Apart from the awkwardly spaced layout of the armrest, the upholstery seats are very comfortable. They’re not overly bolstered either side, but how often are you going to be turning sharply enough in this car to require that much cushioning on your side? The rear seats have plenty of head and leg space, and because the transmission tunnel is placed so low, there is even leg space for the poor bugger sat in the middle. The Mokka falls short when you look around the interior however. There are dull, hard plastics scattered throughout, and both the wheel and dashboard feel overly cluttered with a myriad of buttons and rotatories controlling the countless technologies the car carries. The wheel, although rather unsightly, is nicely wrapped in what feels like synthetic, stitched leather. It’s a nice thickness for my hands and feels solid to the touch, but again, it’s ugly. So ugly.
Making up for the lack of imagination from the design team, the amount of technology that comes with the base spec is incredible for its small price tag. Front and rear parking sensors, cruise control, auto lights and wipers, DAB, and dual climate control, just to name a few of the conveniences that make each journey just that bit easier. I’m not going to list all the features that accompany this car as it really is endless, but they can be found on the Vauxhall website if you’re really interested. I’ve never realised how much I’d use the hill start system, and now getting back into my own car, I find myself letting the car roll back before remembering I now have to manually use the handbrake. First world problems eh?

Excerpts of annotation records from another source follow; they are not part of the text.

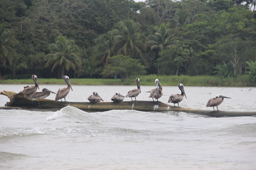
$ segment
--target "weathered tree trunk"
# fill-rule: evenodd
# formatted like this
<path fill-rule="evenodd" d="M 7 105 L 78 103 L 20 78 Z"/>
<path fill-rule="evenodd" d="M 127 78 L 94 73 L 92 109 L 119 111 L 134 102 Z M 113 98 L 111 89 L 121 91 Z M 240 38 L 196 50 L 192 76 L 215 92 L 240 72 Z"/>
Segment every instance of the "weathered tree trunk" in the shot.
<path fill-rule="evenodd" d="M 34 99 L 27 97 L 21 92 L 16 93 L 13 91 L 4 91 L 1 95 L 7 96 L 10 100 L 6 106 L 0 109 L 24 109 L 36 111 L 57 111 L 68 105 L 76 107 L 86 111 L 103 111 L 111 110 L 136 110 L 143 111 L 181 111 L 187 113 L 206 115 L 212 117 L 252 116 L 256 111 L 221 111 L 204 110 L 181 107 L 175 107 L 161 102 L 129 101 L 120 103 L 96 102 L 64 102 L 45 99 Z"/>

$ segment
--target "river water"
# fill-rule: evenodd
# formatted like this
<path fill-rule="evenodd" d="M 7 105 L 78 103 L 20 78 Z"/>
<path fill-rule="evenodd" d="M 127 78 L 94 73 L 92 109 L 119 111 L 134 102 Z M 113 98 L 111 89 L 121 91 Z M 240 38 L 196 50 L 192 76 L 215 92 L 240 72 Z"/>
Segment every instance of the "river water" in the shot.
<path fill-rule="evenodd" d="M 71 80 L 72 83 L 72 80 Z M 40 82 L 39 82 L 40 83 Z M 0 85 L 19 92 L 26 85 Z M 56 92 L 64 85 L 40 85 Z M 136 86 L 72 86 L 66 99 L 104 101 Z M 137 100 L 150 100 L 142 86 Z M 167 103 L 178 86 L 163 86 Z M 206 108 L 217 95 L 223 111 L 256 110 L 255 87 L 186 87 L 180 106 Z M 54 99 L 51 95 L 47 98 Z M 129 100 L 125 98 L 125 100 Z M 0 106 L 9 99 L 0 95 Z M 112 110 L 87 112 L 0 110 L 0 169 L 256 169 L 256 117 L 215 118 L 181 112 Z"/>

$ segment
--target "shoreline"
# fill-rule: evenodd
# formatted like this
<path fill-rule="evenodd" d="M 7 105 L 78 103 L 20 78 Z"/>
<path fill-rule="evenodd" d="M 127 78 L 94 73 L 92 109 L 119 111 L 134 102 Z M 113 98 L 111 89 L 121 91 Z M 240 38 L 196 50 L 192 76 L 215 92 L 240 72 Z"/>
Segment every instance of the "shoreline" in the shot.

Never having any experience with off-roading before, I feel hesitant about commenting on the 4-wheel drive system. I will therefore just run through the physicalities of what happens. The powertrain acts like a front wheel drive until it senses hard acceleration, tight cornering, or slippage of any sort. Only then will the rear wheels become powered. Surprisingly this pig of a car feels planted to the road in corners, suffering from understeer only when powering out of mid-corner. Turn in feels tighter than you’d expect from a car this big and heavy, and the sports suspension equipped to this vehicle absorbs the bumps of the road well whilst maintaining traction. It’s very obvious that Vauxhall have spent a copious amount of time dialling their suspension in to the British roads, and it has really paid off. There are downsides to this however, and my preference would still be for the standard set up. However much I push the car to understand its limits for this review, I just don’t understand why you’d do this in a real life scenario, and therefore, why give up ride quality to make something that shouldn’t be sporty… sporty?
The Vauxhall Mokka is the fruit of an argument between Vauxhall’s engineers and designers, and their accountants. On one hand the car is full to the brim with technology and extras to make life just that little bit easier for the occupants, but on the other, it’s very obvious that it has been made to fit a tight and unforgiving budget, with the interior feeling harsh and tacky, and the exterior showing signs of dull plastics and uninteresting body lines. It’s definitely a step in the right direction for Vauxhall, but I’m sure we all wish they’d show us some of their newfound flair in their aesthetic design, even on this entry-level SUV. The Mokka just doesn’t fit with the new quirky brand image that this British manufacturer is producing now, and looks like the old and out-dated sibling in a line of young and funky new models.